Vietnam: Implications of the currency truce with the US
- Vietnam’s currency agreement with the US is a positive outcome following months of engagement
- Increased FX flexibility would allow for external adjustment during shocks
- Withdrawal of tariff threat lowers business uncertainty
- Promising foreign investment and US export outlook amid increasing manufacturing exposure
- Implication for our forecasts: We revise our end-2021 FX forecast stronger to VND22,870 per USD
The US Trade Representative (USTR) initiated the Section 301 investigation on Vietnam’s currency practices in October 2020. The US was concerned that the Vietnamese dong’s undervaluation would restrict US commerce. As per the USTR’s analysis, the undervaluation has been reflected in Vietnam’s large current account surplus and bilateral goods trade surplus with the US, coupled with intervention that limited the dong’s volatility. Vietnam was subsequently named a currency manipulator by the US Treasury in December 2020 (the designation was removed in April 2021, under the Biden administration).
Following engagement with Vietnam, the USTR’s office on July 23 said that no trade action is warranted at this time, removing the lingering tariff threat since the initiation of Section 301 investigation in October 2020. Greater FX flexibility would reduce the SBV’s ‘trilemma’ while the removal of the tariff threat augurs well for foreign investment and exports to the US.

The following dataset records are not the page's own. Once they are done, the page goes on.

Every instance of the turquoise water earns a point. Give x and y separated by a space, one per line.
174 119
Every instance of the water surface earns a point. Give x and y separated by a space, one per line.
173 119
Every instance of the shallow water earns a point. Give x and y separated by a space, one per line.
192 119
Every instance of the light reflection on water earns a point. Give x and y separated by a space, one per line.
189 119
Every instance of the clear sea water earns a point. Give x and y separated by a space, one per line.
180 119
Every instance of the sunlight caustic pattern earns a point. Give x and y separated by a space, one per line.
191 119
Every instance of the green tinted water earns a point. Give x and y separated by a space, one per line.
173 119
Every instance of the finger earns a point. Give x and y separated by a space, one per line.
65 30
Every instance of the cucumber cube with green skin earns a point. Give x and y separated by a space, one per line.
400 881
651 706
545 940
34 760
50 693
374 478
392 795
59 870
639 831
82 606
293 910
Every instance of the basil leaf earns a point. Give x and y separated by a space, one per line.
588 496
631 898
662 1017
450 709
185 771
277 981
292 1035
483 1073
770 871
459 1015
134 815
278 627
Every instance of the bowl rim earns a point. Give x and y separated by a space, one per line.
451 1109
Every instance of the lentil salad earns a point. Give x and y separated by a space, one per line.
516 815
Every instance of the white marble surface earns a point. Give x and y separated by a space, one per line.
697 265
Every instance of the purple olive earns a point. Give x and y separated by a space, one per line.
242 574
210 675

Increased FX Flexibility Bodes Well for Monetary Policy Framework Enhancement
The exchange rate serves as one of the monetary policy anchors for Vietnam, other than its 4% inflation target. In our view, SBV’s commitment to increased exchange rate flexibility would gradually help with modernising its monetary policy framework and reduce the effects of ‘trilemma’, especially during periods of external shocks. The trilemma is a trade-off that economies face among the objectives of exchange rate stability, free capital mobility, and independent monetary policy. A more flexible currency would allow for external adjustment and better management of domestic liquidity conditions to achieve its inflation target.

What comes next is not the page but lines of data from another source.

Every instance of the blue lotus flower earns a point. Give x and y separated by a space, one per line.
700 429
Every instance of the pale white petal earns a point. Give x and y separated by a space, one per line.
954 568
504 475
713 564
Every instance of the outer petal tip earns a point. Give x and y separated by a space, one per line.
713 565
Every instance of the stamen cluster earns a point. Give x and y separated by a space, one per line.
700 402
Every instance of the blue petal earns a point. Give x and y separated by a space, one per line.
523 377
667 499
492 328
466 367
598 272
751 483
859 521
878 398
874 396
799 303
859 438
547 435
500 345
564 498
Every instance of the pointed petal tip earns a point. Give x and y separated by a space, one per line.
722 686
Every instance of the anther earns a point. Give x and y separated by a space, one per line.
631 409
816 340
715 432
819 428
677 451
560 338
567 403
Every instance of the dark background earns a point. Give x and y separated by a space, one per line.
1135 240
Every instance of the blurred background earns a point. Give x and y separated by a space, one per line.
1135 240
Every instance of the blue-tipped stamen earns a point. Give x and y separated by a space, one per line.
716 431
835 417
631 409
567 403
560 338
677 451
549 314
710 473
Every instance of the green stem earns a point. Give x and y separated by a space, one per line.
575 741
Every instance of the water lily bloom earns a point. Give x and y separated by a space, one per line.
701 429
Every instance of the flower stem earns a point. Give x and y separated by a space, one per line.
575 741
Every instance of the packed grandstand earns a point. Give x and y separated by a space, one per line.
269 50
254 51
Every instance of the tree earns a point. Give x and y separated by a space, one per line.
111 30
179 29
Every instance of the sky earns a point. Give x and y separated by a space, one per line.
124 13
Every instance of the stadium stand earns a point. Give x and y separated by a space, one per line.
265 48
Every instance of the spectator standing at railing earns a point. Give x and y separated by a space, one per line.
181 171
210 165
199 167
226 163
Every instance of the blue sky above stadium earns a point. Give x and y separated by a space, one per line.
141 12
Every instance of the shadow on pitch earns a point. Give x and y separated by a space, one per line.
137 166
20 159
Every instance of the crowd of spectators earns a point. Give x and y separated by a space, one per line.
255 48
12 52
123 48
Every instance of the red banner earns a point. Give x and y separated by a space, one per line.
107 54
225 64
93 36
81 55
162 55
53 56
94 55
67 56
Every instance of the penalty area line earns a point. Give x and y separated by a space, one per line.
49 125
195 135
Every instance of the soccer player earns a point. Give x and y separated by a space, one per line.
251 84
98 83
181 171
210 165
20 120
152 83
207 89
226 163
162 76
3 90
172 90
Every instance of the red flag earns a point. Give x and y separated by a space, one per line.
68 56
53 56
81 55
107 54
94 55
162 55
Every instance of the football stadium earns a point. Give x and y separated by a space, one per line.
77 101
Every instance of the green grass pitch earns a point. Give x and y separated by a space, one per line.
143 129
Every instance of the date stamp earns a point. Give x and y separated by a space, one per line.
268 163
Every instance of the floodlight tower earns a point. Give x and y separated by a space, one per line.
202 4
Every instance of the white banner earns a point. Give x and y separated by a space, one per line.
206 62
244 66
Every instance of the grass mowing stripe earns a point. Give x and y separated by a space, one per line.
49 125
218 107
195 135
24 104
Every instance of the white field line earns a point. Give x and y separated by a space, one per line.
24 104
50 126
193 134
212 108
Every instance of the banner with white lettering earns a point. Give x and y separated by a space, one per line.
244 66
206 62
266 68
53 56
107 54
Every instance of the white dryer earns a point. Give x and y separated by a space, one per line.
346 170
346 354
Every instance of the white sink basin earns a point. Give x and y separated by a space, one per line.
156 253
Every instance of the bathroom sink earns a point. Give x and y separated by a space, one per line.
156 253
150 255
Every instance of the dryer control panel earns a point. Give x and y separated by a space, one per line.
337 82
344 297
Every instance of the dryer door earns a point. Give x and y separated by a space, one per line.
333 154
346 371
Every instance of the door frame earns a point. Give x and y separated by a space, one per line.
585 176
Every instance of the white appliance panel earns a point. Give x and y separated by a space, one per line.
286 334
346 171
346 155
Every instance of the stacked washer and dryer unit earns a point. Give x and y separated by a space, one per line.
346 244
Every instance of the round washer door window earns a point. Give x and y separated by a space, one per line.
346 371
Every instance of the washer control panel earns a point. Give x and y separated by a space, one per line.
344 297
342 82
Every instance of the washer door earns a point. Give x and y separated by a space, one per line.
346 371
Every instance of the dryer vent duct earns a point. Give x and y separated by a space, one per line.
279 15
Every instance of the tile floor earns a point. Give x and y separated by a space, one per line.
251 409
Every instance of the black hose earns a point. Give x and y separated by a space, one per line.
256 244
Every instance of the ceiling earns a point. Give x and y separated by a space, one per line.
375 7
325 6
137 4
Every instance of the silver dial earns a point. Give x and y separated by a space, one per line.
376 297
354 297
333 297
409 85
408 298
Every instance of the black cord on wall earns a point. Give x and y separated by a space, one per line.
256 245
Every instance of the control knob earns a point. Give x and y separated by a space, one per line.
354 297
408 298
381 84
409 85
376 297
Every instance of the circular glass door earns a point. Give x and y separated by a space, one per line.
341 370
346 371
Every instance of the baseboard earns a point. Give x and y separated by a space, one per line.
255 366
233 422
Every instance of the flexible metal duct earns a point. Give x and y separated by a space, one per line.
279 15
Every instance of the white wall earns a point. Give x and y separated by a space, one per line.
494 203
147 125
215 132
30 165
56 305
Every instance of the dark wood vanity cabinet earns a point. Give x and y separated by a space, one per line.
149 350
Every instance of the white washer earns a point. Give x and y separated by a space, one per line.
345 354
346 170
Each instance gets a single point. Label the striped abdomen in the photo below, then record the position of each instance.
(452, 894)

In any case, the SBV has been moving in this direction. Since August 2015, the central bank has widened the dong’s trading band to float +/-3% against the USD relative to the central reference rate of the trading band, which is reset daily. Recently, the currency has traded near the stronger side of the trading band. We are revising our end-2021 FX forecast stronger to VND22,870 per USD (from VND23,070 per USD previously).
The USTR, together with the US Treasury, will monitor Vietnam’s implementation of the agreement. Our estimates show that Vietnam continues to meet at least two of the three criteria, in which the US Treasury judges to be currency manipulator, and therefore Vietnam is likely to remain under close watch by the US.

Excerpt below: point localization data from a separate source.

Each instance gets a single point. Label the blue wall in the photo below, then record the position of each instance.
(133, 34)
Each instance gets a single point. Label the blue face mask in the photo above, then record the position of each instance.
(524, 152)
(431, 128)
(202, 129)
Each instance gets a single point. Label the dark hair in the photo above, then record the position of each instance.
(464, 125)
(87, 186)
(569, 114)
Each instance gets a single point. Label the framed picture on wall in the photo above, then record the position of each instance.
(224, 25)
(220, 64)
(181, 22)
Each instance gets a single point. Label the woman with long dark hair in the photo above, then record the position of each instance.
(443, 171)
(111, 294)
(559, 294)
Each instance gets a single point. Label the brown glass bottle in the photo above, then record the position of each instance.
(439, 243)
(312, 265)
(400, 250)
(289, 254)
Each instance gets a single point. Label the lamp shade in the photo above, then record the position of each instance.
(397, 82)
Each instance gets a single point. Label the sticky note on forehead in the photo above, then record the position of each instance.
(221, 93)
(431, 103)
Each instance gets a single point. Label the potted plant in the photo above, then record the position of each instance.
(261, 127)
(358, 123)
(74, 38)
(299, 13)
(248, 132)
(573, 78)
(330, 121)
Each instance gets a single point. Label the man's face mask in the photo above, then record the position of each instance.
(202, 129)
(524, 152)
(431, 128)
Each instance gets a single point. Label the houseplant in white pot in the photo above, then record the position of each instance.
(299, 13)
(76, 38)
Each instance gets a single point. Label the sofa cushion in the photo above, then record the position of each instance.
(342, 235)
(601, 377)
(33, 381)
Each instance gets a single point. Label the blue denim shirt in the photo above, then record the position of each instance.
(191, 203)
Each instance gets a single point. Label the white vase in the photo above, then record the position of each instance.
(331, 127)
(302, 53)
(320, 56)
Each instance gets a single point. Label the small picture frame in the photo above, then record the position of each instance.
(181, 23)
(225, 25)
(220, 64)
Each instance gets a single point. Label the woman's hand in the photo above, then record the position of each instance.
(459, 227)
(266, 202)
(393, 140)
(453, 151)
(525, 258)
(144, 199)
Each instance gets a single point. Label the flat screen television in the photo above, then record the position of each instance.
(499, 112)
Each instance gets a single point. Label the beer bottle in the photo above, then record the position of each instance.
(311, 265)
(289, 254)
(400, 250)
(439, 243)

Vietnam’s current account surplus remained above the threshold of 2% of GDP, standing at 2.9% in 2021Q1, while its bilateral trade surplus with the US rose to a high of USD77bn over the past 12 months as of June 2021. FX intervention is difficult to ascertain given that Vietnam does not publish such data.
FX reserves have risen to almost USD100bn as of March 2021, a 3.6% QoQ increase compared with 6.8% QoQ in the preceding quarter, likely reflecting the move away from spot intervention.
FDI and US Export Outlook
The US-Vietnam agreement, following months of engagement, prevents a deterioration in tense bilateral relations and reduces uncertainty for businesses. Vietnam has so far benefitted from US-China trade friction and remains in a favourable position. (see Understanding Vietnam: The rising star for more details). FDI remains a key engine of growth. Newly registered FDI came in at USD10bn in the first seven months of the year, 7% higher than the same period last year. Should such pace keep up for the rest of the year, new FDI is likely to exceed last year’s high of around USD15bn.
The removal of the tariff threat by the US, coupled with Vietnam’s manufacturing capability built up over the years, should also support the latter’s export-led model over the medium-term. The government, in its five-year plan, aims to increase the manufacturing sector’s share of GDP to 25% by 2025 from around 20% in 2020.
The US is Vietnam’s largest export partner, accounting for 27% of total exports in 2020, with shipments to the US more than doubling over the past five years. Above-trend US economic expansion over the coming years should serve as a tailwind. So far in 2021, the US is leading developed economies out of the deep contraction in 2020. Vietnam’s overseas shipments to the US have therefore significantly outperformed other major markets.